My father was born a cockney, but during the war as a three-year old he was evacuated to Manchester and stayed with a family who he came to regard as his real family. So much so that even after the war finished and because of bomb damage it was a further ten years before he returned to London. He spent all his school days in Moss side and was brought up to support City.
During my early years he used to take me to watch them play when they were down this way. My first match was as an 8-year old at Wembley in 1969 and I was totally hooked. The following season he took me to Maine Road for the first time and back to Wembley again. From then on there was no stopping me. My keenness became the excuse he needed to take me all over the country to watch them play. When I was a little bit older and allowed to go on my own, I would spend all my pocket money travelling to watch them play, I spent many hours sat on trains going all over the country to see them. I cried at Wembley in 1974 (the memory of seeing a dejected Rodney Marsh walking off the pitch after that defeat, and before collecting his loser’s medal is one that will stick with me all my life). I cried again in 1976, but for a totally different reason. I didn’t miss a weekend game for four seasons and it was heaven. The whole place was alive, Colin was King. the atmosphere was buzzing and it was in my blood.

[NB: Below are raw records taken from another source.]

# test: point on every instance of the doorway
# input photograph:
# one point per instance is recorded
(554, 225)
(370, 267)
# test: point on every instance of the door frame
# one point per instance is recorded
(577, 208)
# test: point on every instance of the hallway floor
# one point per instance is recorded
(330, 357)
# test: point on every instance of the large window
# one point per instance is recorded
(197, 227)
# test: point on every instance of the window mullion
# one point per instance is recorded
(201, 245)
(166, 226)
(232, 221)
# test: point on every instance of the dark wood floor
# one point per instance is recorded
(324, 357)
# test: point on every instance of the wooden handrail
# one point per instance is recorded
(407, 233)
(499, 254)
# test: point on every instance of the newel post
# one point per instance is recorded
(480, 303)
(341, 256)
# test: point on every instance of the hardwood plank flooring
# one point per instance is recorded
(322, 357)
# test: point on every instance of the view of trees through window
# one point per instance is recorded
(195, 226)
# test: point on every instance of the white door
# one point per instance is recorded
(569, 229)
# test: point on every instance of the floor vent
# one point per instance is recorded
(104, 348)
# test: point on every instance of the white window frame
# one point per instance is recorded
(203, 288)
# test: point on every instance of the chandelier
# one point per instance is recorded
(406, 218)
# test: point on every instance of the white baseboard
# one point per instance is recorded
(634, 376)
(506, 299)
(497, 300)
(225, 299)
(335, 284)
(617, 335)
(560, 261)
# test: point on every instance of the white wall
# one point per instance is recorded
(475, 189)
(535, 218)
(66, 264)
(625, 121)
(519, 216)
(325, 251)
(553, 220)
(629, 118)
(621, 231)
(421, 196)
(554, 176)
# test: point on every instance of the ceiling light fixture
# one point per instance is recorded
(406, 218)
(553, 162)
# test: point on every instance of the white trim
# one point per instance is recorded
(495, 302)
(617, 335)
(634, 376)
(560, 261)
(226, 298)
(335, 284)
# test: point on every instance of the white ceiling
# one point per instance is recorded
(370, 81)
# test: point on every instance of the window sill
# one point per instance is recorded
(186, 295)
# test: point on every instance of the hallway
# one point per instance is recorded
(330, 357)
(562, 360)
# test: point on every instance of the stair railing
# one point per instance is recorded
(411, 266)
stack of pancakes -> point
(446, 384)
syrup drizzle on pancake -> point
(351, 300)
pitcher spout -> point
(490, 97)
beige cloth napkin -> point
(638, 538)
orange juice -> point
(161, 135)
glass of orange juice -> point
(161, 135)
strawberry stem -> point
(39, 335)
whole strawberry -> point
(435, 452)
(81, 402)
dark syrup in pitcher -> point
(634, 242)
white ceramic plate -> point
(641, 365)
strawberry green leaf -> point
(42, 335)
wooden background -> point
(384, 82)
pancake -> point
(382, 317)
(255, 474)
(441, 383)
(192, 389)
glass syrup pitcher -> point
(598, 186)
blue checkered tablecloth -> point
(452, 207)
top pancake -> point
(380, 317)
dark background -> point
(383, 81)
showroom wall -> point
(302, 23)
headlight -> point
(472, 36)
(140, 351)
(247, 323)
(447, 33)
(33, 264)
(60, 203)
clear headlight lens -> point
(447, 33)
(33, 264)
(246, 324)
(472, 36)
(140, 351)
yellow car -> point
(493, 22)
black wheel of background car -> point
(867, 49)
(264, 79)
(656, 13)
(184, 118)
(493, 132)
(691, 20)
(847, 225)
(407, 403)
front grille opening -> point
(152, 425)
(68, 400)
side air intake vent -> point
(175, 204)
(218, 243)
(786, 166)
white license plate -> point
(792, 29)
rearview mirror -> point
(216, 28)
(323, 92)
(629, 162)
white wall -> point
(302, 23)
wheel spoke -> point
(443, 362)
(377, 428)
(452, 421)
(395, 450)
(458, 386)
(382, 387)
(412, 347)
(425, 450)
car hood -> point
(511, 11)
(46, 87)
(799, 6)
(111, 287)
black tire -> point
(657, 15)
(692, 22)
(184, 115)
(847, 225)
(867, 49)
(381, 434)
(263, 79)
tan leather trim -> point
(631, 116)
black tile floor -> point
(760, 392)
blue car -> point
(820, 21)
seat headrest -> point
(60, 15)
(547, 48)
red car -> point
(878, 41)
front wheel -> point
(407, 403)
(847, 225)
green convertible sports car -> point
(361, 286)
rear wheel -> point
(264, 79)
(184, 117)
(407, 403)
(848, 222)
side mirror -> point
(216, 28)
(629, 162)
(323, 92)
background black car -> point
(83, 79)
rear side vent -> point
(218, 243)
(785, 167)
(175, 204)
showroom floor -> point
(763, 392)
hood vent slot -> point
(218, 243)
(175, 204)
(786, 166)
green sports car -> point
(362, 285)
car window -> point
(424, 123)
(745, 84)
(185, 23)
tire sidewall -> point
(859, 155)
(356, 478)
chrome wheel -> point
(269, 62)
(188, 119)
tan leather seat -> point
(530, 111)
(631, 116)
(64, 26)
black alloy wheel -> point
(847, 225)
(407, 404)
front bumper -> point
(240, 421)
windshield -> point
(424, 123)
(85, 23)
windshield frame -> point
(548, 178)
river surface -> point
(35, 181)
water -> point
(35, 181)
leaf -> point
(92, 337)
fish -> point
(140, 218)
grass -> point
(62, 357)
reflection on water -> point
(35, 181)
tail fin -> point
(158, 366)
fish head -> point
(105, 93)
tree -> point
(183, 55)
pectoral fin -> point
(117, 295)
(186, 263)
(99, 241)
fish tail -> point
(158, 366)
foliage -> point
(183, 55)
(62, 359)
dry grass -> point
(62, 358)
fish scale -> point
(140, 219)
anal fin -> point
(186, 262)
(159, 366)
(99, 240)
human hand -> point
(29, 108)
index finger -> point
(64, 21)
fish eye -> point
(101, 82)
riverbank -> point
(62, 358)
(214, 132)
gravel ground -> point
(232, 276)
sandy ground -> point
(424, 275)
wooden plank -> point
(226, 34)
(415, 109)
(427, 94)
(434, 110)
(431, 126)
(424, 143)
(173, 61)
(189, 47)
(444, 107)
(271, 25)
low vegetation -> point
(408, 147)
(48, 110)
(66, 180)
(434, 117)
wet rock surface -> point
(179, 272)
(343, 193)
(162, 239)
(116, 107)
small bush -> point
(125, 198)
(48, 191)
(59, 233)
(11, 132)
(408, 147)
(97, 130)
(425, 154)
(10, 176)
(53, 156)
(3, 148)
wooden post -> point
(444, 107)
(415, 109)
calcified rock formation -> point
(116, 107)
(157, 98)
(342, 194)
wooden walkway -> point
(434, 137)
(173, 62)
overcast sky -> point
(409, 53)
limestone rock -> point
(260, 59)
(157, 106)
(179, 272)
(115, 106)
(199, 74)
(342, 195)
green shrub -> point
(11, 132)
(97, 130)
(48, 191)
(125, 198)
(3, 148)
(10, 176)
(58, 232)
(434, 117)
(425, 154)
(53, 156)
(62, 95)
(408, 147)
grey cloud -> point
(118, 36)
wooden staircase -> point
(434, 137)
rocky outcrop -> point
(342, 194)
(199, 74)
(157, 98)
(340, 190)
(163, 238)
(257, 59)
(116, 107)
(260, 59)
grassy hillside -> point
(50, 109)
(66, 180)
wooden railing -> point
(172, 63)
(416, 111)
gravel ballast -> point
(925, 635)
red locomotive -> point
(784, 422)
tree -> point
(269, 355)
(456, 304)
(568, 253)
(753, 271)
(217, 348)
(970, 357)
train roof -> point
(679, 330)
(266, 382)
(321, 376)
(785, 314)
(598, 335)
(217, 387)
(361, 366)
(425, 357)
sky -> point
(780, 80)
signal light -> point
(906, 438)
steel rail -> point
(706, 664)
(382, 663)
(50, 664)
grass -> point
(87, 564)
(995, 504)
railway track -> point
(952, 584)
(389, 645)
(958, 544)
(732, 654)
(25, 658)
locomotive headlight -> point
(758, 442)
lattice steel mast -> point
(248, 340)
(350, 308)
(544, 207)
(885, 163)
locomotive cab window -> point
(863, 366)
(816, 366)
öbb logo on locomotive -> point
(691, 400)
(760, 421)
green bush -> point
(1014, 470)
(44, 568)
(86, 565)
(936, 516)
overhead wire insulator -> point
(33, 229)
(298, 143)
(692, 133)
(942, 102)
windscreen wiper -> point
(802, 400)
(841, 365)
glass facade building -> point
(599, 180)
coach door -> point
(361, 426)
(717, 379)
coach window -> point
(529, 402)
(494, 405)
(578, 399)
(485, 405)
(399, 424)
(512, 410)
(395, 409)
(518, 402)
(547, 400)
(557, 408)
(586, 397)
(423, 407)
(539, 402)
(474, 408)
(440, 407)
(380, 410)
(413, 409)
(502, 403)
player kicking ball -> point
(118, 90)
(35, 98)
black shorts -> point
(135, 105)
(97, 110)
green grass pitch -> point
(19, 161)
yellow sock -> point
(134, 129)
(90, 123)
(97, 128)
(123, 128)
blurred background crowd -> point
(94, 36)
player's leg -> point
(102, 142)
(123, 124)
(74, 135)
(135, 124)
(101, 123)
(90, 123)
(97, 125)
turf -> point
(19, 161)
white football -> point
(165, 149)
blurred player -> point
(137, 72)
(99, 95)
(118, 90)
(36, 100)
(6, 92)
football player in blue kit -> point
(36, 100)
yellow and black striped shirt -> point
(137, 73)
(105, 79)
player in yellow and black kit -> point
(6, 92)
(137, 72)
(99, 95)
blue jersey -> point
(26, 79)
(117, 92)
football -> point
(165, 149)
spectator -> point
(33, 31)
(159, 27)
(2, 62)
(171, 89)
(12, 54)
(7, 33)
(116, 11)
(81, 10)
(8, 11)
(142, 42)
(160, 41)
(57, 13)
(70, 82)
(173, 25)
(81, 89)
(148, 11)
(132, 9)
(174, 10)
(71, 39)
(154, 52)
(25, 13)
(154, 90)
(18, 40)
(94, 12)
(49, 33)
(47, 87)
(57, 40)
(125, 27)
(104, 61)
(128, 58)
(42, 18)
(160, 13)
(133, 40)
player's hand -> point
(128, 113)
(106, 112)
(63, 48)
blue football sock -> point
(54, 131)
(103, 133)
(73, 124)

Then as with all good things it had to come to an end. On leaving school I joined the Royal Navy and spent the following 9 years only managing to see them on the rare occasions when I was back in this country and circumstances allowed. By the time I left the Navy I was married with two children, and living and working in Hampshire, spending some of my time working abroad. I can barely manage half the games a season now and I have to be content with that.
I am still as fanatical as I ever was, I still will not have a red car and last year I won a colour telly in a raffle and then refused to take it because it was made by Sharp (my wife thinks I’m nuts, but then she doesn’t like football).